Pourtant, il a fallu des concessions pour obtenir les accords de prêt pour le financement de la construction du pont de Rosso. Le Sénégal est chargé de la gestion du projet, une concession faite par Nouakchott. Tandis que la Mauritanie va abriter le siège de l’autorité gestionnaire. Ce qui montre que les deux pays peuvent s’entendre, s’il y a une volonté politique réelle des deux côtés. Selon des diplomates des deux pays, les tensions entre la Mauritanie et le Maroc, d’une part, et les provocations à l’endroit du Sénégal, d’autre part, sont surtout des signes d’une crainte d’un isolement diplomatique manifeste du voisin sénégalais. Qui pense pouvoir forcer la main à ses interlocuteurs afin d’en tirer plus de respect et de considération. Et selon l’une de ces sources, en Mauritanie, certains voient mal que le pays fasse certaines concessions au Maroc et au Sénégal sur des questions ayant trait à la fierté nationale.

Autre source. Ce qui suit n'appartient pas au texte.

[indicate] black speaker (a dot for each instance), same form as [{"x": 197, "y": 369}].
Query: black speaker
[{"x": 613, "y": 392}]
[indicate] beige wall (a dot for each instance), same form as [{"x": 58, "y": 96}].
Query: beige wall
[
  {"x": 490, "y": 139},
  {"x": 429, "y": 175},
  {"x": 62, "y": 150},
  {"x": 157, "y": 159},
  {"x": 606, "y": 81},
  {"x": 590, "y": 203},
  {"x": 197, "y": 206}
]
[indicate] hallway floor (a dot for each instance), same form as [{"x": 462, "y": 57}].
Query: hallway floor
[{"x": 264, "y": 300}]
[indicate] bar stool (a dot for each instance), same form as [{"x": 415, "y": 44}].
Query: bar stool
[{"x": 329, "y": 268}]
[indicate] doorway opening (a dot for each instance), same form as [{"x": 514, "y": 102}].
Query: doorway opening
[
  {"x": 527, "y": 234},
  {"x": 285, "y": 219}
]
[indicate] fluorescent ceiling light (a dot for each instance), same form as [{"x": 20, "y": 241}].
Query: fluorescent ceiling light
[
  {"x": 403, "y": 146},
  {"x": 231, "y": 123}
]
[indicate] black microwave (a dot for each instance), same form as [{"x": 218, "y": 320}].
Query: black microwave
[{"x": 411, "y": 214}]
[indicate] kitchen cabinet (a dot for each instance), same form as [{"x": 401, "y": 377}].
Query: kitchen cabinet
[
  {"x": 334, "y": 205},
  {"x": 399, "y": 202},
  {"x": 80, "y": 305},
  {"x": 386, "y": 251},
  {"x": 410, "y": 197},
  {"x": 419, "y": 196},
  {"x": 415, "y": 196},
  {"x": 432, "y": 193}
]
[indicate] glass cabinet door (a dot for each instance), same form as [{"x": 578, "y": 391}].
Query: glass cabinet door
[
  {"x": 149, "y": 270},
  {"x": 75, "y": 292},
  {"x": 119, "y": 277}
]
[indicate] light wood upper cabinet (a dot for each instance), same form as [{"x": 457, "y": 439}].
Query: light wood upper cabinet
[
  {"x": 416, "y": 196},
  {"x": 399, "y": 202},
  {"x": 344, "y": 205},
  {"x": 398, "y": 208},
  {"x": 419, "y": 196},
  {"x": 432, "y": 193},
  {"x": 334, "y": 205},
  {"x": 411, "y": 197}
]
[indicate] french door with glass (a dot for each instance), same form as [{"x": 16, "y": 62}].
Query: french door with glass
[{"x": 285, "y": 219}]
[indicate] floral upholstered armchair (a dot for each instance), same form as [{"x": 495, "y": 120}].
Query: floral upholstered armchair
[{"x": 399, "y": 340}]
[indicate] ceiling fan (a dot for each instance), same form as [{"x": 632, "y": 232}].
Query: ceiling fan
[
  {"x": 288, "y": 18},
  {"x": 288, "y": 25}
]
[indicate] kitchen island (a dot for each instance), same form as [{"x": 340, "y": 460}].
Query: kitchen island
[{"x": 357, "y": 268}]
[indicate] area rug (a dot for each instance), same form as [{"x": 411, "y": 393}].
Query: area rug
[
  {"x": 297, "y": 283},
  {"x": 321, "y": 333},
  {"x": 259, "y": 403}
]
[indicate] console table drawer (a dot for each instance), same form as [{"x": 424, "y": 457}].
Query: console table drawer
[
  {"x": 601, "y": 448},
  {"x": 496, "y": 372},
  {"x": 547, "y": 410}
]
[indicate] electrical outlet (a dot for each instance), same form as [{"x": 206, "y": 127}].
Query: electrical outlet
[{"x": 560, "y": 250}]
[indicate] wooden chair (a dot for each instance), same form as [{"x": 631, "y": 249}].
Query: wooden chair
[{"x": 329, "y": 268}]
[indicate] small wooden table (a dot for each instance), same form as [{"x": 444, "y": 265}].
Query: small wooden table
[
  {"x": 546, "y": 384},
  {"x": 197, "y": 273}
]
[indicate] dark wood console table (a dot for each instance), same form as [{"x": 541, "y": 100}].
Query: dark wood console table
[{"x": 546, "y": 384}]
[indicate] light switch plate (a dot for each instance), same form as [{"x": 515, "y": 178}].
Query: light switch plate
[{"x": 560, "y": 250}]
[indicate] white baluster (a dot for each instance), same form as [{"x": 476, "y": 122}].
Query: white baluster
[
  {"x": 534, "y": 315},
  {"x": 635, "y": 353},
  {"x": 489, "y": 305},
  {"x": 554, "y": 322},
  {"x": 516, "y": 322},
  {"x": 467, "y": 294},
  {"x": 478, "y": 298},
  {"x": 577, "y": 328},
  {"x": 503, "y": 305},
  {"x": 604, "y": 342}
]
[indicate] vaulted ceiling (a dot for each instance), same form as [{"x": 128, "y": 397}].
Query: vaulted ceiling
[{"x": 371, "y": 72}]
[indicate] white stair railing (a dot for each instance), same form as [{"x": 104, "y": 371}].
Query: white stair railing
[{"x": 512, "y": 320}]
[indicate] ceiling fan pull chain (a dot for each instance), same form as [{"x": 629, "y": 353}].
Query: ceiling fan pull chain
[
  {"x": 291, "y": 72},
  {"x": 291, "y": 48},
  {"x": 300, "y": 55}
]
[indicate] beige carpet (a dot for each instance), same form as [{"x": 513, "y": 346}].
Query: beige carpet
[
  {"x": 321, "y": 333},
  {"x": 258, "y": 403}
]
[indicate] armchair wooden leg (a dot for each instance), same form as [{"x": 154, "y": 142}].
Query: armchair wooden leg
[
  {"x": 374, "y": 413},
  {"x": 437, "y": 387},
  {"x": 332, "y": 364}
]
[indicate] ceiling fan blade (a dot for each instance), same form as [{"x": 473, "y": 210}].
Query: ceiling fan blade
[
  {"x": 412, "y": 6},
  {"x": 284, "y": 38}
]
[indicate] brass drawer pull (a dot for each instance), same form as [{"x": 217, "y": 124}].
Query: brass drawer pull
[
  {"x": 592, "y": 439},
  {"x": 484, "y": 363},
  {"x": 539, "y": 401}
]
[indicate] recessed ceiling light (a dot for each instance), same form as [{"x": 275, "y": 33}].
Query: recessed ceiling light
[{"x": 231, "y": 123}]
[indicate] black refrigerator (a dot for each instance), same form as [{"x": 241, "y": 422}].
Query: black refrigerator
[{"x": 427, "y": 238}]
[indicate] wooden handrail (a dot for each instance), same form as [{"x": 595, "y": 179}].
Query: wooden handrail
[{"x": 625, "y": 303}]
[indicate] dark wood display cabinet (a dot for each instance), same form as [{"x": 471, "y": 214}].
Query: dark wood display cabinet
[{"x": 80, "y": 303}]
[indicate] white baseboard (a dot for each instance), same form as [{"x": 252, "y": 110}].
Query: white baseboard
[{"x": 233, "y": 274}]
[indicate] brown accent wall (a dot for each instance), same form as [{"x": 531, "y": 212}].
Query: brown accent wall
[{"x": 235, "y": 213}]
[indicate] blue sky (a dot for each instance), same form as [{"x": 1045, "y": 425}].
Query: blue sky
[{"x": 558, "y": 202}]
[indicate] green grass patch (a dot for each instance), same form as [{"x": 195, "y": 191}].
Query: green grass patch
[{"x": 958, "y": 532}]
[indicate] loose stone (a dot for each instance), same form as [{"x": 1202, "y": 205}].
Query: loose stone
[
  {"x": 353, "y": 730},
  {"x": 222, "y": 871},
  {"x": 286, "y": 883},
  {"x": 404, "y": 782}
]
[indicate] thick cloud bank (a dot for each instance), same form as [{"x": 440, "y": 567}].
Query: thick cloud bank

C’est ainsi qu’il faut comprendre l’activisme débordant du Président mauritanien dans la crise gambienne, nous indique notre source. Mais elle ajoute qu’à Nouakchott comme à Dakar, on est conscient du besoin de bâtir des relations apaisées dans l’intérêt des deux pays. D’autant que les deux pays se sont engagés à approuver, d’ici la fin de l’année 2017, où au plus tard en début 2018, la décision finale d’investissement sur leurs gisements communs de gaz. Pour cela, ils devront nécessairement dépassionner leurs rapports diplomatiques et leurs relations bilatérales.